The Village of Melrose Park has a residency ordinance for its employees which requires them to live within the Village within six months of employment, and to maintain residency throughout employment. John Cannici, a Melrose Park firefighter, grew up in Melrose Park and lived in town for most of his life. After graduating from college, he applied for and was hired as a firefighter. At the time of hiring, he lived in Melrose Park and continued to do so after he got married and started a family. In 2008, he and his wife purchased a second home in Orland Park and his wife and two children moved into that home. Between 2008 and 2013, Cannici remained in his Melrose Park home alone and visited Orland Park on the weekends and days off. Starting in 2010, Cannici listed his Melrose Park home for sale, and periodically dropped the price as listing contracts expired. In 2013, after reading up on the Rahm Emanuel case (Maksym v. Board of Election Commissioners of the City of Chicago, 242 Ill.2d 303 (2011)), he leased his home and, like Rahm Emanuel, left some personal effects at the Melrose Park home, and maintained the Melrose Park home for his mail, driver’s license, professional licenses and bank statements.

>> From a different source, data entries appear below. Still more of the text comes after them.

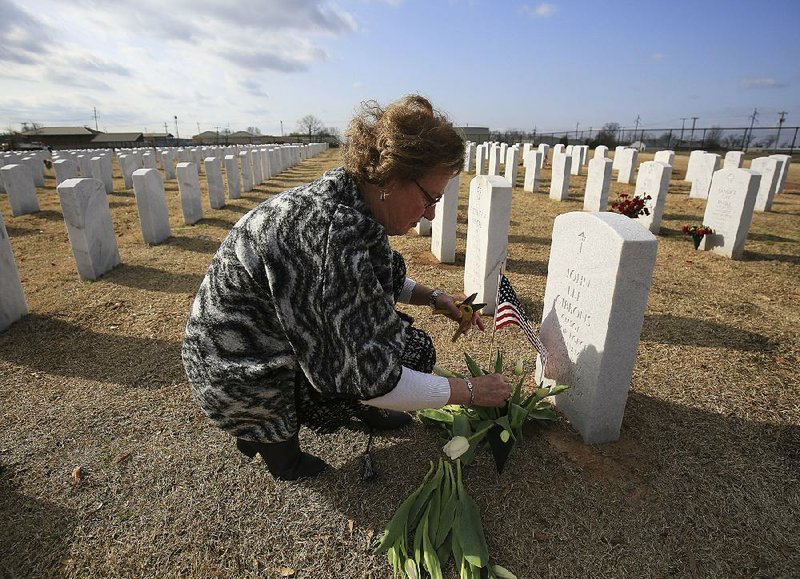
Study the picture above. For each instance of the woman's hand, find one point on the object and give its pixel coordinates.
(448, 304)
(488, 390)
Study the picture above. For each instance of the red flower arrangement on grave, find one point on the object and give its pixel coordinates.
(697, 233)
(631, 207)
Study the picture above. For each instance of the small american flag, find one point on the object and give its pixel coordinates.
(511, 311)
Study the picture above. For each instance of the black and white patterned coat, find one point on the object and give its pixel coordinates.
(305, 282)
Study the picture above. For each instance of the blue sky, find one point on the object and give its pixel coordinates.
(499, 63)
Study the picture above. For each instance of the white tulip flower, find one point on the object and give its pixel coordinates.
(457, 446)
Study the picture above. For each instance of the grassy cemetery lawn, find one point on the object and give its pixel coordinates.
(108, 468)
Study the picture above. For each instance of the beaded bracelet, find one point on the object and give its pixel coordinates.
(471, 391)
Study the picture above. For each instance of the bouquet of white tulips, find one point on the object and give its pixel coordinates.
(468, 427)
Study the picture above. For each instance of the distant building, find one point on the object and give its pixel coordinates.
(118, 140)
(638, 145)
(159, 139)
(474, 134)
(61, 137)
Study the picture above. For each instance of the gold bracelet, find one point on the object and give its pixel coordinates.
(471, 391)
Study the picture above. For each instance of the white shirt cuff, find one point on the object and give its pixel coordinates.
(414, 391)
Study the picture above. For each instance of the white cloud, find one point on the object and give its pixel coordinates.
(140, 61)
(749, 82)
(543, 10)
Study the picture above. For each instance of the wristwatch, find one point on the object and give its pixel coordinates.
(434, 296)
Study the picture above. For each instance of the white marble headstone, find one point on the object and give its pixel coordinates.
(653, 180)
(255, 162)
(769, 169)
(423, 227)
(784, 161)
(494, 160)
(18, 183)
(733, 160)
(544, 149)
(533, 166)
(487, 237)
(101, 171)
(694, 159)
(65, 169)
(191, 196)
(598, 181)
(216, 192)
(469, 157)
(627, 165)
(127, 165)
(481, 155)
(512, 165)
(443, 226)
(729, 211)
(667, 157)
(247, 171)
(151, 203)
(576, 166)
(232, 173)
(559, 180)
(12, 297)
(598, 281)
(704, 168)
(91, 233)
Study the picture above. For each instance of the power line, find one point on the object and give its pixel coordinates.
(781, 118)
(749, 132)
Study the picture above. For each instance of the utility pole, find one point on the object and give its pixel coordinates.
(749, 134)
(691, 136)
(781, 118)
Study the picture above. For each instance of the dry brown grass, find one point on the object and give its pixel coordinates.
(703, 482)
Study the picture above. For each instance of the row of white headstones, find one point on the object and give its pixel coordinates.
(601, 263)
(85, 207)
(599, 272)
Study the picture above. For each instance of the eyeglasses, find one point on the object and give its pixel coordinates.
(431, 200)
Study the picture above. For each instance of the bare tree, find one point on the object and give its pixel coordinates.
(30, 126)
(309, 125)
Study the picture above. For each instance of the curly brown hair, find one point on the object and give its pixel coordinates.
(405, 140)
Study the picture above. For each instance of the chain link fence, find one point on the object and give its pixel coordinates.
(751, 139)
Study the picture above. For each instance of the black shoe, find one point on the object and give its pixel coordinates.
(284, 460)
(382, 419)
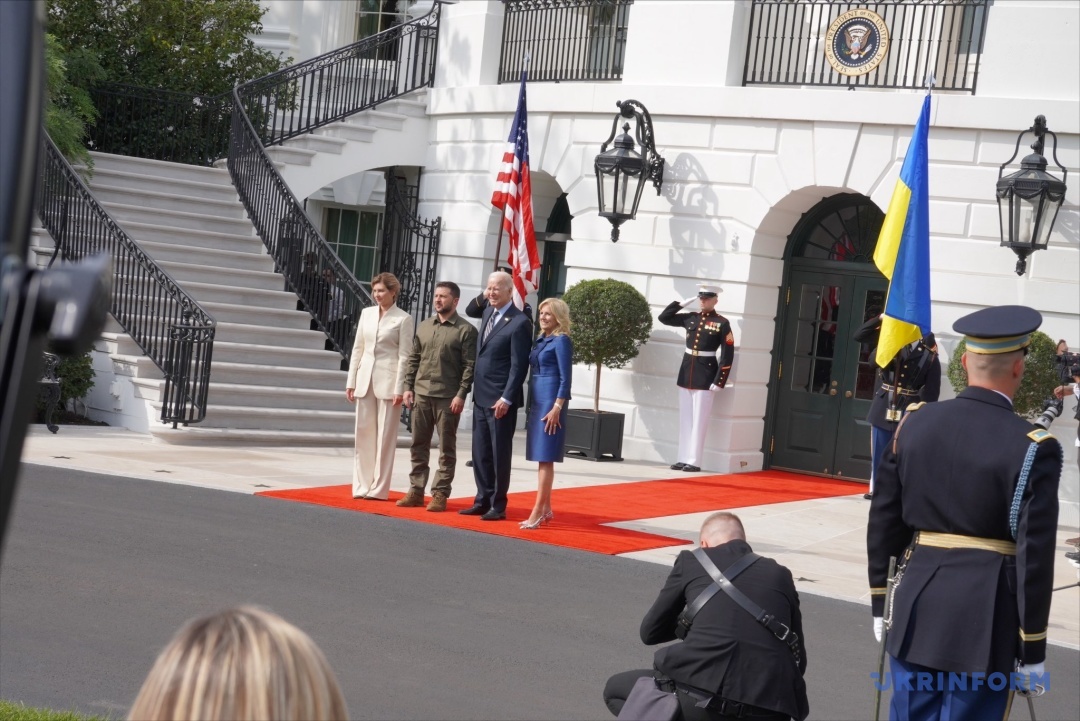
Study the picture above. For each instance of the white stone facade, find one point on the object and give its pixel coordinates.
(743, 164)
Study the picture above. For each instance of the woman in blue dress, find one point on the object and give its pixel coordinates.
(549, 391)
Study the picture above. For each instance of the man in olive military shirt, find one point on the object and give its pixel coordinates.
(710, 350)
(437, 379)
(967, 501)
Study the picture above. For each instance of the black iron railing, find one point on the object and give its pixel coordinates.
(822, 42)
(564, 39)
(297, 100)
(145, 122)
(333, 86)
(165, 322)
(409, 246)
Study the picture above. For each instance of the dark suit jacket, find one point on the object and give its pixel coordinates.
(915, 375)
(503, 361)
(726, 652)
(955, 471)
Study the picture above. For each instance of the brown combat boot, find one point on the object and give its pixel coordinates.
(437, 502)
(413, 499)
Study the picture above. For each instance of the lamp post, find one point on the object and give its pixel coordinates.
(1028, 200)
(621, 172)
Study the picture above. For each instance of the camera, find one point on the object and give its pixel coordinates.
(1051, 410)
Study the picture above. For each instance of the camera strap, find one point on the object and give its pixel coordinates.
(686, 619)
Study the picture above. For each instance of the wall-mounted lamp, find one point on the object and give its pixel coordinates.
(621, 172)
(1028, 200)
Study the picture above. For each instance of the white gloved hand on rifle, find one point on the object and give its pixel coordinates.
(1026, 671)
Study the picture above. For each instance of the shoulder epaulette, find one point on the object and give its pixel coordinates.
(1039, 435)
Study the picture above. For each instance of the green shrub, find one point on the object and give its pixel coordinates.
(77, 377)
(1040, 376)
(609, 322)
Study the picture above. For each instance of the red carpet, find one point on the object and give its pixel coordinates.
(581, 513)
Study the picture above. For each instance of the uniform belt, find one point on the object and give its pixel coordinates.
(956, 541)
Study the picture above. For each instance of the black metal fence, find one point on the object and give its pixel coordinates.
(165, 322)
(565, 40)
(790, 43)
(333, 86)
(299, 252)
(144, 122)
(409, 246)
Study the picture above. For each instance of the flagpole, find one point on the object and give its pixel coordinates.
(498, 243)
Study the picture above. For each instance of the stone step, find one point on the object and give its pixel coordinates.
(214, 293)
(149, 196)
(253, 373)
(159, 168)
(217, 258)
(278, 419)
(135, 180)
(125, 214)
(232, 276)
(318, 143)
(259, 316)
(196, 435)
(275, 396)
(353, 132)
(240, 242)
(291, 155)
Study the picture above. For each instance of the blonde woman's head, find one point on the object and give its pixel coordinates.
(559, 312)
(244, 664)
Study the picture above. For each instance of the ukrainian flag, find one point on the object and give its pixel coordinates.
(903, 249)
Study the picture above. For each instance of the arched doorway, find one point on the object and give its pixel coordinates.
(822, 381)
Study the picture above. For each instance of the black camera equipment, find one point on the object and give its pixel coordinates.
(1051, 410)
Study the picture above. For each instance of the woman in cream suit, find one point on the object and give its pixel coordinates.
(376, 384)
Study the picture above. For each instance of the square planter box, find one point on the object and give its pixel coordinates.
(594, 436)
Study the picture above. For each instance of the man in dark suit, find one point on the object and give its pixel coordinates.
(914, 375)
(967, 502)
(727, 665)
(502, 362)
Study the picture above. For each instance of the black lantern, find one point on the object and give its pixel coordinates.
(621, 172)
(1028, 200)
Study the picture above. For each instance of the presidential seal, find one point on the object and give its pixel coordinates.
(856, 42)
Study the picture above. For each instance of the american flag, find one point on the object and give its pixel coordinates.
(513, 195)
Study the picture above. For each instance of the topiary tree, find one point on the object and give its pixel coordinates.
(609, 322)
(1040, 375)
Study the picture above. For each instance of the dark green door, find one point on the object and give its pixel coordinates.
(825, 379)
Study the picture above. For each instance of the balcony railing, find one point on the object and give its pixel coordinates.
(164, 321)
(572, 40)
(826, 42)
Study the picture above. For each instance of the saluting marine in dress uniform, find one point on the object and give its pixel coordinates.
(967, 501)
(919, 379)
(710, 350)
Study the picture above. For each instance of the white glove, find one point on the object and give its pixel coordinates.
(1024, 674)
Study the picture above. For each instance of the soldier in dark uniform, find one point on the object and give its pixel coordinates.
(919, 378)
(967, 501)
(710, 350)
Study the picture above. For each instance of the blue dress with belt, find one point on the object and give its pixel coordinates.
(549, 379)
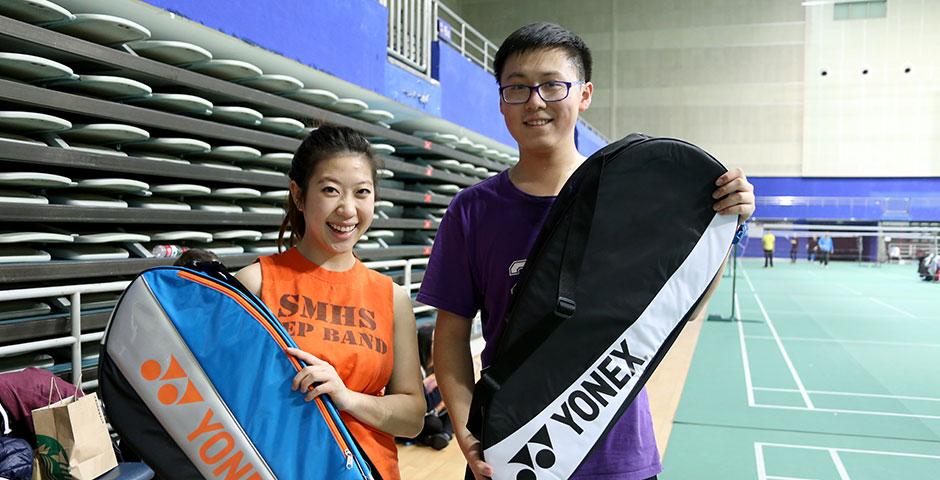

He then moved in with his family at the Orland Park home. When Cannici learned his residency was being investigated by Melrose Park in 2016, he moved back into the Melrose Park home.
Cannici was charged with violating the residency ordinance, and after a hearing before the Board of Fire and Police Commissioners, he was terminated. He challenged the Board’s decision in Circuit Court claiming that his termination was contrary to the law as set out in Maksym, and that he was denied due process, and that the termination violated his due process rights. The case was removed to federal court on the basis of his constitutional claims. The district court dismissed the federal claims and remanded the case to state court. Cannici appealed the dismissal of the federal claim which was affirmed by the Seventh Circuit ( Cannici v. Melrose Park, 885 F.3d 476 (7th Cir. 2018)), and the Circuit Court of Cook County affirmed the Board’s decision on Administrative Review Act count which had been remanded to state court. Cannici appealed the circuit court’s decision to the Illinois Appellate Court which affirmed the Board’s decision on May 29, 2019, in an unpublished order (2019 IL App (1st) 181422-U) but granted a motion to publish on June 24, 2019.
Cannici primarily argued that, pursuant to Maksym, his residency was established in Melrose Park and residency once established remains unless the challenger establishes that residency was “abandoned”. Cannici contended his testimony that he never intended to abandon his residency, his continued ownership of the property, payment of expenses associated with ownership, his receipt of mail at the Melrose Park home, and the temporary nature of the lease, did not establish abandonment. Cannici argued that his stated intention to return to Melrose Park in the future was enough for him to maintain his residency despite his three year physical absence. Defendants argued that, unlike the Election Code at issue in Maksym, Melrose Park defines what it means to be resident and that requires physical presence. The Appellate Court distinguished Maksym on the basis that Maksym was dealing with the Election Code which did not define what it means to be a resident for election purposes, but that Melrose Park’s ordinance did define what it means to be a resident and Cannici’s testimony established that for three years he was not.
Patrick O’Connor submitted all of the briefs in both state and federal courts.